When the cast of your show is described as a group of know-it-all geniuses, writing the script becomes a minefield of inaccuracies that could truly sell the characters short. It’s possible that The Big Bang Theory‘s Sheldon could misquote the rules of feeding Mogwai after midnight in the movie Gremlins (“The Pirate Solution”), but hearing Amy explain that the Viennese Danish was invented in Denmark makes it clear that another fact-checker was needed on set. But even within the show’s history, the writers have forgotten, or simply ignored prior storylines. As just one example, the hypochondriac Leonard can’t drink wine (“The Good Guy Fluctuation”), except for the times he does. And even more dramatically, Sheldon tells Penny early on in the series that none of his roommates know how to dance (“The Dumpling Paradox”), later breaking out his best moves that he apparently mastered in his youth (“The Agreement Dissection”). The cast may claim to have flawless memories, but it seems the writers can’t keep up.


When series creator Vince Gilligan decided to set his tale of a chemistry teacher turned drug kingpin in the year 2007, he did it knowing that some pop culture references would be off the table. For most of Breaking Bad‘s run, the timeline was simple enough to follow, with time in the show passing much slower. But that led to one particular mistake in the show’s fifth season, when a character made a direct reference to the death of Osama bin Laden (“Gliding Over All”). Unfortunately, the show was still set in 2010 at the latest – several months before bin Laden’s death took place. The creator had to admit it was a mistake, but in a show with so few, it can be forgiven.


For every actor in a given shot, there are dozens of crew members and camera men working just off screen. It’s no surprise then that that some will wander into frame from time to time. Viewers may be shocked to see just how many crew members slip by unnoticed, but one cameraman on the set of Buffy the Vampire Slayer stuck out worse than almost any other. When the show’s fifth season saw Buffy’s longtime nemesis Faith wake from a coma and seek revenge at the Summers house, a fight broke out, with the two Slayers quickly coming to blows. The camera tracks them both as they go tumbling down a staircase, before the opposite angle shows the cameraman responsible for the previous shot, impossible to miss on screen.
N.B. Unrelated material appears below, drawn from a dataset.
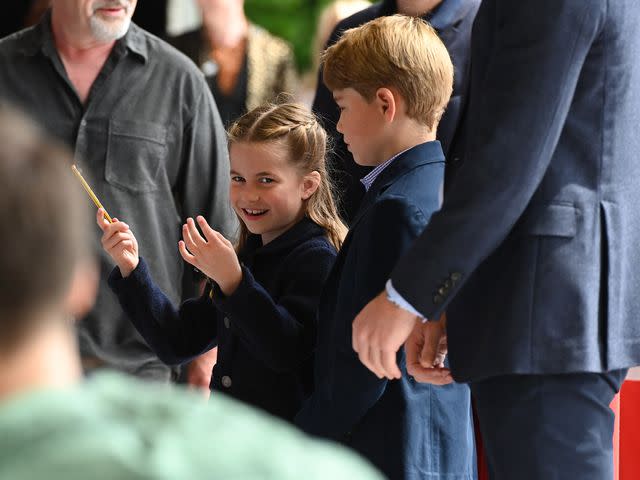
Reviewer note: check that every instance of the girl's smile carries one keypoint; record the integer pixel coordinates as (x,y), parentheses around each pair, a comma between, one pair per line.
(267,192)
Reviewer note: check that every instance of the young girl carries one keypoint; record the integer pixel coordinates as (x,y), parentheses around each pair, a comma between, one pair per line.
(259,306)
Different editions of the show have been tweaked to keep him out of frame, but with a cameo this glamorous, we say he deserves a supporting actor credit.


You can’t stay on the air for ten seasons without re-using a few plot lines or jokes. But usually, it isn’t the same characters caught up in them. When Friends‘ Chandler and Monica wind up waiting for a table at an upscale restaurant, she suggests Chandler slip the host a bill slyly concealed inside his palm (“The One With the Holiday Armadillo”). Chandler can’t pull it off, but suspects it was no problem for Monica’s suave ex-boyfriend Richard (Tom Selleck). That’s exactly where she learned the trick – but Chandler should know that. After all, it was Richard who taught both Chandler and Joey to do the same five seasons before (“The One Where Old Yeller Dies”). Chandler forgetting the steps is fine, but the writers feeling such a tiny joke was worth telling twice is the real mystery.


Few sci-fi revivals can claim to be as successful as Battlestar Galactica, with the second season of the series ramping up the tension, stakes, and drama substantially. Character deaths and betrayals were everywhere – apparently, the crew thought viewers wouldn’t notice some hilarious mistakes amid all the chaos. When Helo and the Chief finally let off steam by throwing some punches, they did so with an audience. Why the camera crew visible in the frame was necessary for the shot isn’t clear, but it wasn’t even the most obvious mistake in the season. When President Roslin was re-elected, her campaign staff didn’t even notice the cameraman capturing the moment for viewers to witness back on Earth.